As we know the conversion rule is:
$
  1{m^3} = 1000liters \\
   \Rightarrow \dfrac{1}{{1000}}{m^3} = 1liter \\
   \Rightarrow 1liter = \dfrac{1}{{1000}}{m^3} \\
 $
Capacity of cylindrical vessel = Volume of cylinder
$
   = 15.4liters \\
   = 15.4 \times \dfrac{1}{{1000}}{m^3} \\
   = 154 \times \dfrac{1}{{10000}}{m^3} \\
   = \dfrac{{154}}{{10000}}{m^3} \\
 $
We know that volume of cylinder is given as
$v = \pi {r^2}h$
Substitute the value of volume and height in above formula, we have
$
  \because v = \pi {r^2}h \\
   \Rightarrow \dfrac{{154}}{{1000}} = \dfrac{{22}}{7}{r^2}1 \\
 $
Let us find the value of r by solving the equation:
\[
   \Rightarrow \dfrac{{22}}{7}{r^2} = \dfrac{{154}}{{10000}} \\
   \Rightarrow {r^2} = \dfrac{{154}}{{10000}} \times \dfrac{7}{{22}} \\
   \Rightarrow {r^2} = \dfrac{7}{{10000}} \times \dfrac{7}{1} \\
   \Rightarrow {r^2} = \dfrac{{{7^2}}}{{{{100}^2}}} \\
 \]
We will further simplify it by taking root to both the sides, we obtain
\[
   \Rightarrow r = \sqrt {\dfrac{{{7^2}}}{{{{100}^2}}}} \\
   \Rightarrow r = \dfrac{7}{{100}} \\
   \Rightarrow r = 0.07m \\
 \]
We need to find square meters of metal sheet needed to make it, i.e. total surface area of the cylinder as it is a closed vessel.

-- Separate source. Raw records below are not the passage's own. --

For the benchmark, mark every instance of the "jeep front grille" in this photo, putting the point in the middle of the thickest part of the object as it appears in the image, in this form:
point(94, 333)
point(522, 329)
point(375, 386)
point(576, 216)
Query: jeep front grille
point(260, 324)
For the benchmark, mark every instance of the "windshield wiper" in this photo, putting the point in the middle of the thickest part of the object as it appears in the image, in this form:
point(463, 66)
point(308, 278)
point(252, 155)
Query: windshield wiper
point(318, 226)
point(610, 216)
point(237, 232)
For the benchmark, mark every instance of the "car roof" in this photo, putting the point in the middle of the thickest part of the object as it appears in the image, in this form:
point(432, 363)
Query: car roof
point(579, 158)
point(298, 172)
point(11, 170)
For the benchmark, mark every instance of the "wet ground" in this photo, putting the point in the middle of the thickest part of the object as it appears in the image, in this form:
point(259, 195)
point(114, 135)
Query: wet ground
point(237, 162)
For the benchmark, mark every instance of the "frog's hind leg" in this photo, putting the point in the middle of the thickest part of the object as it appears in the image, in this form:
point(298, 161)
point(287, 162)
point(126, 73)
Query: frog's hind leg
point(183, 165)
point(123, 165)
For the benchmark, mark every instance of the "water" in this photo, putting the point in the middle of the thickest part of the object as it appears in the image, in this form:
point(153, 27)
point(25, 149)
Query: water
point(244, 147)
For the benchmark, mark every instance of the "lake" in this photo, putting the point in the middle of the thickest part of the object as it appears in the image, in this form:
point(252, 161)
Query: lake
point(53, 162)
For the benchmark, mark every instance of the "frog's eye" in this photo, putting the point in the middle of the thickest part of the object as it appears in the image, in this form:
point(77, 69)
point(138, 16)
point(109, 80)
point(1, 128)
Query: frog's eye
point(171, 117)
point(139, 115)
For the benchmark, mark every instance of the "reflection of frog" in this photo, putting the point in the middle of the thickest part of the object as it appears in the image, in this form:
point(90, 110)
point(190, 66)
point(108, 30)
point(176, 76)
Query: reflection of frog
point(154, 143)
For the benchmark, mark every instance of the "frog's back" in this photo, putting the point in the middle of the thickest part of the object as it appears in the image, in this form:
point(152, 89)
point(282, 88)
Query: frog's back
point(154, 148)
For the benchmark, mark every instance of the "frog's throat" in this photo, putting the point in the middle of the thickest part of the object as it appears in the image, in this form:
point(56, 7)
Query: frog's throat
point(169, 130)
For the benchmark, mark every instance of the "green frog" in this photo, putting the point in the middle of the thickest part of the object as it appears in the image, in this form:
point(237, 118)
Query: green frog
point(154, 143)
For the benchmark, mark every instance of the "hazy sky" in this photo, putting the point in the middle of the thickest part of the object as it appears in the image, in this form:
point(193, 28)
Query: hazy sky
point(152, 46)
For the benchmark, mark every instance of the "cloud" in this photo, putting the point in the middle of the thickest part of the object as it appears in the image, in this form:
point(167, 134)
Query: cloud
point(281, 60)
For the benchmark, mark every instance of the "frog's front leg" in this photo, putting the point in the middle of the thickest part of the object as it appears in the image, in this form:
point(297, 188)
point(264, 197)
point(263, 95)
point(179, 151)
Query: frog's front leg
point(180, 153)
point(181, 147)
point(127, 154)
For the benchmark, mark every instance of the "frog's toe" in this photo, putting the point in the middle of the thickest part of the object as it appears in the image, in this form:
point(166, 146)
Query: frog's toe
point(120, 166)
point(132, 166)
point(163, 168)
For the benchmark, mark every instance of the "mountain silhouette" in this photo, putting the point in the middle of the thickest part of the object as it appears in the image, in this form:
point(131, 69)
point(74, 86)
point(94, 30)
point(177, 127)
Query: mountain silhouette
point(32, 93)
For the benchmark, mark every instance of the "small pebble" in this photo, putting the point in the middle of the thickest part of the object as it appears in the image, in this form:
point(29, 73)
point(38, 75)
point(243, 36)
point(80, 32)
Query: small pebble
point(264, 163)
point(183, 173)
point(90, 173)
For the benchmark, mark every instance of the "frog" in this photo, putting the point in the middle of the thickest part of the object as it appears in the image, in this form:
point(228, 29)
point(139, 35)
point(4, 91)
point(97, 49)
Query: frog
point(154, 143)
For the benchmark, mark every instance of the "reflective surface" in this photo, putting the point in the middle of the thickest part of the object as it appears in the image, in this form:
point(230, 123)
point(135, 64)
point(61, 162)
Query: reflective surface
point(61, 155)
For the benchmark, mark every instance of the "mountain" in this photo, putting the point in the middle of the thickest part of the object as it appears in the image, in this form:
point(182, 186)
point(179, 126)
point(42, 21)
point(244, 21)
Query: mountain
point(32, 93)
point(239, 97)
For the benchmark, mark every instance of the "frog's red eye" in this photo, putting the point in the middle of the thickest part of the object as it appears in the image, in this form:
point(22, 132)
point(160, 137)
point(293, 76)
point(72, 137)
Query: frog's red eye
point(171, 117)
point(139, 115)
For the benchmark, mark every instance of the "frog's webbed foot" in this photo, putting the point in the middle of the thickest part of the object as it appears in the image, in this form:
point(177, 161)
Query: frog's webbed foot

We know that total surface area of cylinder $ = 2\pi r\left( {r + h} \right)$
Substitute the value of radius and height, we have:
\[
  \because A = 2\pi r\left( {r + h} \right) \\
   \Rightarrow A = 2 \times \dfrac{{22}}{7} \times \dfrac{7}{{100}}\left( {\dfrac{7}{{100}} + 1} \right) \\
   \Rightarrow A = 2 \times 22 \times \dfrac{1}{{100}}\left( {\dfrac{{7 + 100}}{{100}}} \right) \\
   \Rightarrow A = 44 \times \dfrac{1}{{100}}\left( {\dfrac{{107}}{{100}}} \right) \\
   \Rightarrow A = \dfrac{{4708}}{{10000}} \\
   \Rightarrow A = 0.4708{m^2} \\
 \]
Hence, the metal sheet needed to make a closed cylindrical vessel is \[0.4708{m^2}\].

Note- In order to solve such a problem where one of the values of the shape is given along with some data. First consider the unknown value of the side of the shape as some unknown and use the data to find it. Further the problem will become easier to find any other quantity for the figure. Students must remember the relation between the volume in liter and cubic meter and also the formulas for areas and volume of shapes.